I'm trying to run the [Mrjob example](
https://github.com/MinerKasch/HadoopWithPython/blob/master/python/MapReduce/mrjob/top_salary.py)
from the book Hadoop with Python. I'm using MrJob0.56.
(the file salaries.csv can be found [here](
https://github.com/MinerKasch/HadoopWithPython/blob/master/resources/salaries.csv))

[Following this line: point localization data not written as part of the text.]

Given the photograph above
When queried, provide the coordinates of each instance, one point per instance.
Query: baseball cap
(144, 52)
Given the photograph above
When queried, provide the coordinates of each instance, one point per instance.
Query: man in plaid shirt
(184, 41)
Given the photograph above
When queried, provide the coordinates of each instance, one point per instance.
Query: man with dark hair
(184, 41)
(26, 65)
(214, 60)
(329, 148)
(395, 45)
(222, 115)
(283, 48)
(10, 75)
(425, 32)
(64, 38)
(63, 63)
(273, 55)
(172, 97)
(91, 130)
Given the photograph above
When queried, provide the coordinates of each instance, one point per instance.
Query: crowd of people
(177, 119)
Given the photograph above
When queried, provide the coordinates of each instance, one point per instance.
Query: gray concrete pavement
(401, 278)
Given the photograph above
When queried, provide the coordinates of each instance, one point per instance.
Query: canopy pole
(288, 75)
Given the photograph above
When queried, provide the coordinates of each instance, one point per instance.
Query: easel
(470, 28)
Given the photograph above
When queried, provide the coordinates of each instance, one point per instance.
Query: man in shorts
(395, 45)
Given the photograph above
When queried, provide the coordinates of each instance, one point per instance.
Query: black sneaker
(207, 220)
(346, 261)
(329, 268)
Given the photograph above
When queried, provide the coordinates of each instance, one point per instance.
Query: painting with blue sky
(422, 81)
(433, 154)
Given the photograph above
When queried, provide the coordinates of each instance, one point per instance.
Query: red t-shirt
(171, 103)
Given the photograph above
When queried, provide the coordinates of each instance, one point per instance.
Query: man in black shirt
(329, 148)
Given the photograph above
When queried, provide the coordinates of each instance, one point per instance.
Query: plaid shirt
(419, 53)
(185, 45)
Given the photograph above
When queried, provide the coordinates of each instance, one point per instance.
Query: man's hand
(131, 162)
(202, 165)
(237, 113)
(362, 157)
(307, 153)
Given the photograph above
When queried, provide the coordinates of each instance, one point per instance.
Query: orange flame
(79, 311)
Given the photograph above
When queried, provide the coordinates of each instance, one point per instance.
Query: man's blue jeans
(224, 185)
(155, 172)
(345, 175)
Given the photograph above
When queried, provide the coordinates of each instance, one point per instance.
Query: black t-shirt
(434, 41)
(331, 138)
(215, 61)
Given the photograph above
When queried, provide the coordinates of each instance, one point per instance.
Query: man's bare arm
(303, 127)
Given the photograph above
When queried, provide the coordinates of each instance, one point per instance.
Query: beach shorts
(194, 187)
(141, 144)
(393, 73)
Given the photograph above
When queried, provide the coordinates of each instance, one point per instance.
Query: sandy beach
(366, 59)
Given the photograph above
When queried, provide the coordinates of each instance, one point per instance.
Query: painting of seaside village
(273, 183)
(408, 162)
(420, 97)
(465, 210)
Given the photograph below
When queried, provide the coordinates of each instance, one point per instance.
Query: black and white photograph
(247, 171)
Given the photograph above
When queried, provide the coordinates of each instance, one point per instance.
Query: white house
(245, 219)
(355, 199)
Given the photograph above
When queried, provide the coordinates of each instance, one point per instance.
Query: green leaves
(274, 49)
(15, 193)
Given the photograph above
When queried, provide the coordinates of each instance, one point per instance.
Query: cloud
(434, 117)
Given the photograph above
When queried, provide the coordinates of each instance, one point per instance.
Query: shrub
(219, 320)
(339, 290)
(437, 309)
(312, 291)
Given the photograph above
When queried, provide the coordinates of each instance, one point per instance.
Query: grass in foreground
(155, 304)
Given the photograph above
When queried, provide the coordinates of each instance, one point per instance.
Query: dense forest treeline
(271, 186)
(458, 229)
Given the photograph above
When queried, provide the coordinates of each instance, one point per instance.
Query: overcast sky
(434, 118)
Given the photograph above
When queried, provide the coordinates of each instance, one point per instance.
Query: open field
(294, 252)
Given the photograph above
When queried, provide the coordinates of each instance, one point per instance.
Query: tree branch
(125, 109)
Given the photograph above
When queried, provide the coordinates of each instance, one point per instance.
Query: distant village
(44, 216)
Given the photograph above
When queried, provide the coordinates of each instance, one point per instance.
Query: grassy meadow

So I can start the namenode and the datanode. Doing:
start-dfs.sh
returns:
Starting namenodes on [localhost]
localhost: starting namenode, logging to /home/me/hadoop-2.7.3/logs/hadoop-me-namenode-me-Notebook-PC.out
localhost: starting datanode, logging to /home/me/hadoop-2.7.3/logs/hadoop-me-datanode-me-Notebook-PC.out
Starting secondary namenodes [0.0.0.0]
0.0.0.0: starting secondarynamenode, logging to /home/me/hadoop-2.7.3/logs/hadoop-me-secondarynamenode-me-Notebook-PC.out
I also have no problem creating the input file structure and copying
`salaries.csv` unto the hdfs:
hdfs dfs -mkdir /user/
hdfs dfs -mkdir /user/me/
hdfs dfs -mkdir /user/me/input/
hdfs dfs -put /home/me/Desktop/work/cv/hadoop/salaries.csv /user/me/input/
hdfs dfs -ls /user/me/input/
returns:
Found 1 items
-rw-r--r-- 3 me supergroup 1771685 2016-12-24 15:57 /user/me/input/salaries.csv
I also make `top_salaries.py` executable:
sudo chmod a+x /home/me/Desktop/work/cv/hadoop/top_salaries.py
lauching `top_salaries.py` in local mode also works:
python2 top_salaries.py -r local salaries.csv > answer.csv
returns:
No configs found; falling back on auto-configuration
Creating temp directory /tmp/top_salaries.me.20161224.195052.762894
Running step 1 of 1...
Counters: 1
warn
missing gross=3223
Counters: 1
warn
missing gross=3223
Streaming final output from /tmp/top_salaries.me.20161224.195052.762894/output...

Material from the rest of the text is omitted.